The developer – operating from 24 regional businesses across the UK, and also with operations in Spain – said in its annual report for 2013 that its operating profit for the year was £312.9 million (€373.7 million), compared to £226.1 million (€270 million) in 2012. Profit before tax and exceptional items rose to £268.4 million (€320.5 million) from £181.8 million (€217.1 million).
In the UK, it reported a 39.1% increase in operating profit to £312.8 million (€373.6 million), from a 2012 figure of £224.8 million (€268.5 million). It said its total order book value was £1.25 billion (€1.49 billion) at 31 December, 2013, compared to £948 million (€1.1 billion) in 2012.
In the UK, it said that there was a much improved mortgage environment with better affordability and accessibility. It added that planning remained the fundamental constraint on the industry. Spanish housing accounted for just 1% of group revenue.
Chief executive Pete Redfern said that 2013 had been a year of significant improvement, “where both the quality of our investments and the underlying improvement in the housing market contributed to an improvement across all of our key performance metrics”.
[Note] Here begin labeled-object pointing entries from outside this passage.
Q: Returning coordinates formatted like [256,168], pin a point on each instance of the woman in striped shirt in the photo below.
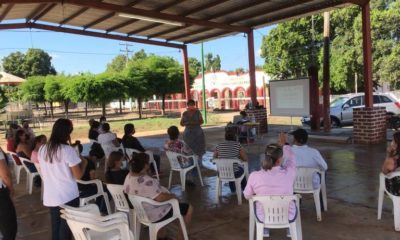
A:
[231,149]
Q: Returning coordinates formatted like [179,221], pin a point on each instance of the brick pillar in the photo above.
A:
[260,116]
[369,125]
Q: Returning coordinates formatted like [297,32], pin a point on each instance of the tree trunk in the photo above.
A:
[163,104]
[140,107]
[120,106]
[51,110]
[66,108]
[103,106]
[86,106]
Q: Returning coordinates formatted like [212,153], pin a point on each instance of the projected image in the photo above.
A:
[290,97]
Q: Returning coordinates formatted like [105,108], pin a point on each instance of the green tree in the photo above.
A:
[33,90]
[212,63]
[118,64]
[53,91]
[107,87]
[14,64]
[165,76]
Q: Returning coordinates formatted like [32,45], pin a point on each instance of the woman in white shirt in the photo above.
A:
[8,217]
[60,166]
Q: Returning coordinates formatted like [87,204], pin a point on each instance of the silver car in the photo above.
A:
[342,107]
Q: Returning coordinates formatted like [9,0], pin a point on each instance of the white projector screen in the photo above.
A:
[289,97]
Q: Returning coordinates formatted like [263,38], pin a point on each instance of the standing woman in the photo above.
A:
[193,134]
[8,217]
[60,166]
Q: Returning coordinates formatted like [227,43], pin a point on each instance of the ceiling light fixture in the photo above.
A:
[150,19]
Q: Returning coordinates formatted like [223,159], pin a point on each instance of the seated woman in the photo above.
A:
[114,173]
[138,182]
[38,142]
[232,149]
[89,173]
[178,146]
[129,141]
[391,164]
[273,178]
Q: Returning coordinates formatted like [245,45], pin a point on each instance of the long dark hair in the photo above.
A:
[273,152]
[60,134]
[18,137]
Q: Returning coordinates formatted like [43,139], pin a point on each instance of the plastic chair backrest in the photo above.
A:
[130,151]
[15,158]
[304,178]
[276,208]
[173,159]
[225,168]
[117,193]
[236,119]
[137,203]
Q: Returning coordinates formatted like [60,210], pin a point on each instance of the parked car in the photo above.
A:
[341,109]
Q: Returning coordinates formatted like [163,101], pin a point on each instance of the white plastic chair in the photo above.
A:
[226,174]
[304,184]
[130,151]
[395,199]
[86,223]
[100,192]
[276,215]
[141,214]
[121,204]
[18,166]
[175,166]
[29,175]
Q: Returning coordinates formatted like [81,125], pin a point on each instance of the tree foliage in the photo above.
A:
[35,62]
[288,49]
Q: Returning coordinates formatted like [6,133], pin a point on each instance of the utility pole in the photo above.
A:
[126,51]
[326,74]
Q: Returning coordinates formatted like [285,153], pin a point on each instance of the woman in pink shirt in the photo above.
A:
[276,176]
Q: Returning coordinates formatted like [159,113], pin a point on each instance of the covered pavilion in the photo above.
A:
[176,23]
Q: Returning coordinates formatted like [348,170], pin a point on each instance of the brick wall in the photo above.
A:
[369,125]
[260,116]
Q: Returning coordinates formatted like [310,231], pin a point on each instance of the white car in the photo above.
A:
[342,107]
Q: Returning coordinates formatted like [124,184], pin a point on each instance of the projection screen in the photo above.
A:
[289,97]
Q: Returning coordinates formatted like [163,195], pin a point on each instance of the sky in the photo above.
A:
[74,53]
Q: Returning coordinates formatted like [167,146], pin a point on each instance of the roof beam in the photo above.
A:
[223,13]
[191,11]
[36,11]
[142,12]
[89,33]
[6,11]
[99,20]
[44,12]
[74,15]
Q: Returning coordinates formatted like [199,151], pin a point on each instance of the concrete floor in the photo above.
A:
[352,186]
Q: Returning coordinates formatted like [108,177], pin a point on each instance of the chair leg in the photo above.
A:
[199,172]
[183,180]
[317,205]
[170,179]
[107,202]
[380,196]
[183,227]
[238,191]
[260,231]
[293,231]
[396,213]
[217,190]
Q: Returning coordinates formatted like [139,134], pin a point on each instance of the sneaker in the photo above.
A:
[266,232]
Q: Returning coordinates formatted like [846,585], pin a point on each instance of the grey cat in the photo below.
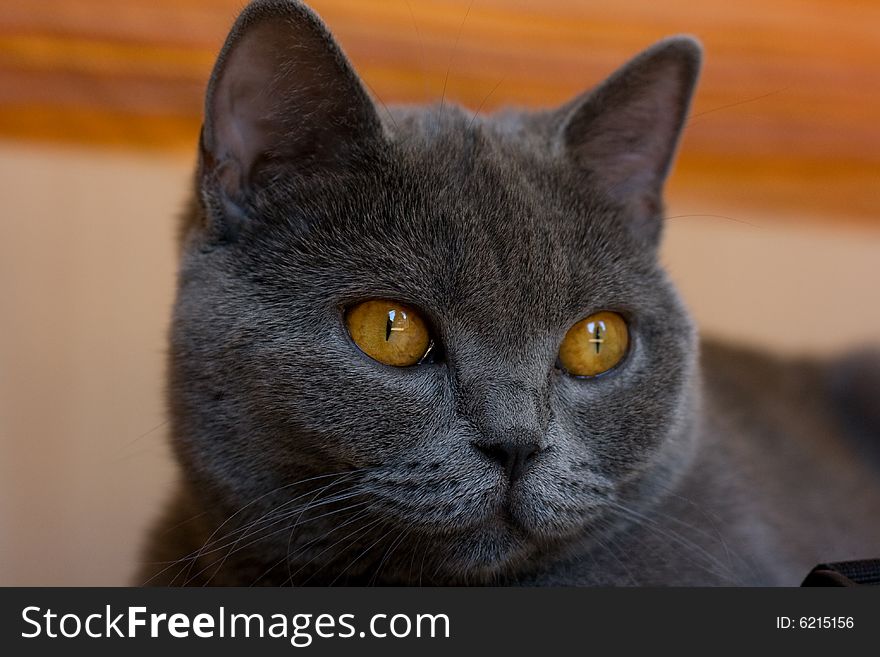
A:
[306,460]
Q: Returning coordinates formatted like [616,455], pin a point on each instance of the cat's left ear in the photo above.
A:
[622,136]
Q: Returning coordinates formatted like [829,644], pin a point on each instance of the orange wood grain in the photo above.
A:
[787,117]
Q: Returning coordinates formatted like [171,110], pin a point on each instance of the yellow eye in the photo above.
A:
[389,332]
[594,345]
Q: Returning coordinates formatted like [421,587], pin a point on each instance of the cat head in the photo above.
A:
[491,238]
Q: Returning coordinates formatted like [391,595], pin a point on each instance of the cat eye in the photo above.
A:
[390,332]
[594,345]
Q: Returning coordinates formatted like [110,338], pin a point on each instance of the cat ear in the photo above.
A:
[622,136]
[281,90]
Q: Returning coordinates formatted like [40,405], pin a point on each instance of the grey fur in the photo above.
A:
[306,462]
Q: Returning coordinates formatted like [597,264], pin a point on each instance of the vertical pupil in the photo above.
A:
[597,334]
[389,324]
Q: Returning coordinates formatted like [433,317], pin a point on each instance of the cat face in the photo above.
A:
[499,234]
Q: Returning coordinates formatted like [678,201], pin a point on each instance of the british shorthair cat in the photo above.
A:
[419,345]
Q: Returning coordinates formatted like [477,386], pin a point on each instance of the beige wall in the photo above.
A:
[86,281]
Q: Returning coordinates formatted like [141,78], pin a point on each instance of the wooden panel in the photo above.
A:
[786,118]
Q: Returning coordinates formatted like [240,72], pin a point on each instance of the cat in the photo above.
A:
[488,442]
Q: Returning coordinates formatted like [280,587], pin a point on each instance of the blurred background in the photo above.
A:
[773,233]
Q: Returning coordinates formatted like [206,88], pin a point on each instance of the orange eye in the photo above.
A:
[594,345]
[389,332]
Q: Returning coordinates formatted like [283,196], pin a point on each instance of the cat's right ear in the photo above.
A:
[282,92]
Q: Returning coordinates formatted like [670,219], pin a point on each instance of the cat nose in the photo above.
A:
[514,457]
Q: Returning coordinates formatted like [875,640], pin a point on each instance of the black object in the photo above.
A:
[845,573]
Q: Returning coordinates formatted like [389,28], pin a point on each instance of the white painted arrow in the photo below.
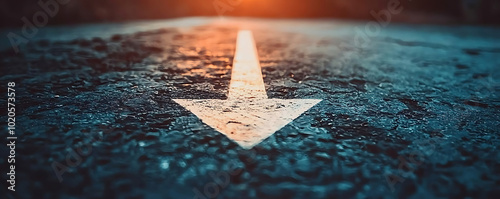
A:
[247,116]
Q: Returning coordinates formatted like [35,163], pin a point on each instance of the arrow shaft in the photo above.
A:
[246,75]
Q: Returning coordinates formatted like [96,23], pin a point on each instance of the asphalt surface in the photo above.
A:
[412,113]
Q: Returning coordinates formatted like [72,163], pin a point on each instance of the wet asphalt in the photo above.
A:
[410,112]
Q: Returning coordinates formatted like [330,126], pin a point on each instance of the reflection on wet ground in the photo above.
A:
[380,104]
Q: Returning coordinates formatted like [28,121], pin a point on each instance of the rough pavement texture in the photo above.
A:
[400,118]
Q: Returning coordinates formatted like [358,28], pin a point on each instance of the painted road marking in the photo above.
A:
[247,116]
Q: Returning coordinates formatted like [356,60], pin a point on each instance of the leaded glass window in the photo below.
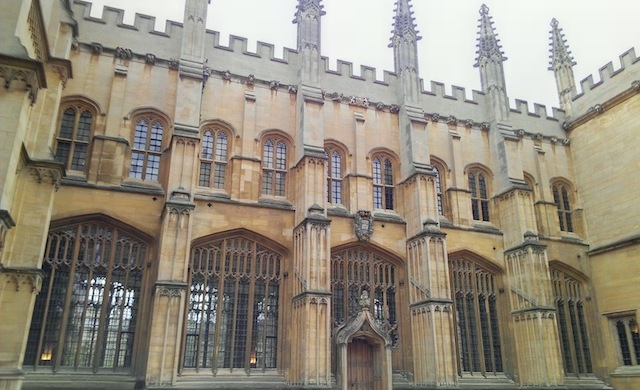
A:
[354,270]
[476,313]
[146,150]
[383,183]
[439,183]
[334,176]
[572,326]
[478,187]
[74,134]
[86,314]
[274,167]
[628,333]
[213,159]
[233,306]
[563,204]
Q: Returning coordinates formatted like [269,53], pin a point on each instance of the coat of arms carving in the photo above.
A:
[363,225]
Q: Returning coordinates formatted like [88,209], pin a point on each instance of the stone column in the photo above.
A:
[170,294]
[432,322]
[538,357]
[311,314]
[20,268]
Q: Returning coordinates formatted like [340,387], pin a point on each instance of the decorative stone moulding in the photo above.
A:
[96,48]
[359,101]
[123,53]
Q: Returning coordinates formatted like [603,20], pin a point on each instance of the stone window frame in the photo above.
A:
[440,185]
[334,180]
[573,318]
[261,262]
[563,192]
[219,167]
[150,152]
[493,317]
[274,169]
[480,203]
[79,105]
[113,281]
[379,180]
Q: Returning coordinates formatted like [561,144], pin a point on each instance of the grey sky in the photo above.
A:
[358,31]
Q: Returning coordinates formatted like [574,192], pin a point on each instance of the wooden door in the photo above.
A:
[360,363]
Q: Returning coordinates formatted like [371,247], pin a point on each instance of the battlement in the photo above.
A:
[594,92]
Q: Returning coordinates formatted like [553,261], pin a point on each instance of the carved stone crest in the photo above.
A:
[363,225]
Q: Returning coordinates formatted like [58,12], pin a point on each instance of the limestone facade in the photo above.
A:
[179,214]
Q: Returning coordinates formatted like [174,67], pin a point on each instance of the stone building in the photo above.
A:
[175,213]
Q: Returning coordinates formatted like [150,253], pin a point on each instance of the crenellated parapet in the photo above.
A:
[613,81]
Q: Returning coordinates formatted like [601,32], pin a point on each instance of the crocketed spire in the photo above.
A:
[488,42]
[403,23]
[560,53]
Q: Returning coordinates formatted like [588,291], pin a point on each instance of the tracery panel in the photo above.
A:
[232,312]
[86,314]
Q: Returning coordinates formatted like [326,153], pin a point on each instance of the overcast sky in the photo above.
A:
[358,31]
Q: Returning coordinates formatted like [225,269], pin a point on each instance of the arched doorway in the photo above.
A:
[364,351]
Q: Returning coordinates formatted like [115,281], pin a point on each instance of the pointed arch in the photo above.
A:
[475,284]
[231,316]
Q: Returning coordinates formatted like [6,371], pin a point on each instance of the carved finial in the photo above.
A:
[560,53]
[488,42]
[404,25]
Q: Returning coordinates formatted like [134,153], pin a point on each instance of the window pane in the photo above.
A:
[281,160]
[221,147]
[140,138]
[205,174]
[79,157]
[84,127]
[67,124]
[207,146]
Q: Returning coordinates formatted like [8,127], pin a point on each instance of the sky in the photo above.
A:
[358,31]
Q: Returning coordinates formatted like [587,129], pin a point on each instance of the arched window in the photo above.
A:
[572,326]
[274,167]
[563,204]
[74,134]
[478,187]
[232,311]
[146,149]
[213,158]
[334,174]
[439,183]
[86,314]
[383,183]
[356,269]
[474,290]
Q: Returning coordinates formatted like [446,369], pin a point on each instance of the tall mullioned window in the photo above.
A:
[74,134]
[232,311]
[383,183]
[478,187]
[628,333]
[476,312]
[356,269]
[563,204]
[572,323]
[274,167]
[334,176]
[86,314]
[213,159]
[439,183]
[146,149]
He said, “In a UK housing market showing significant recovery for the first time in five years, we have strongly improved our operating performance, increasing operating profits by 39%. The business is starting to earn a healthy level of returns as the investments we have made from 2009 onwards are starting to deliver.”
Javier Ballester, managing director of its Spanish operations, said, “Market conditions are still challenging, but we have been able to take advantage of the lack of competition and depressed land market to purchase three sites in exceptional locations which are performing extremely well.”
Taylor Wimpey said of the Spanish market that while the wider macro-economic uncertainty had improved considerably, customer confidence still remained subdued on the whole, and in certain locations continued to be “extremely challenging” with mortgage availability remaining restricted.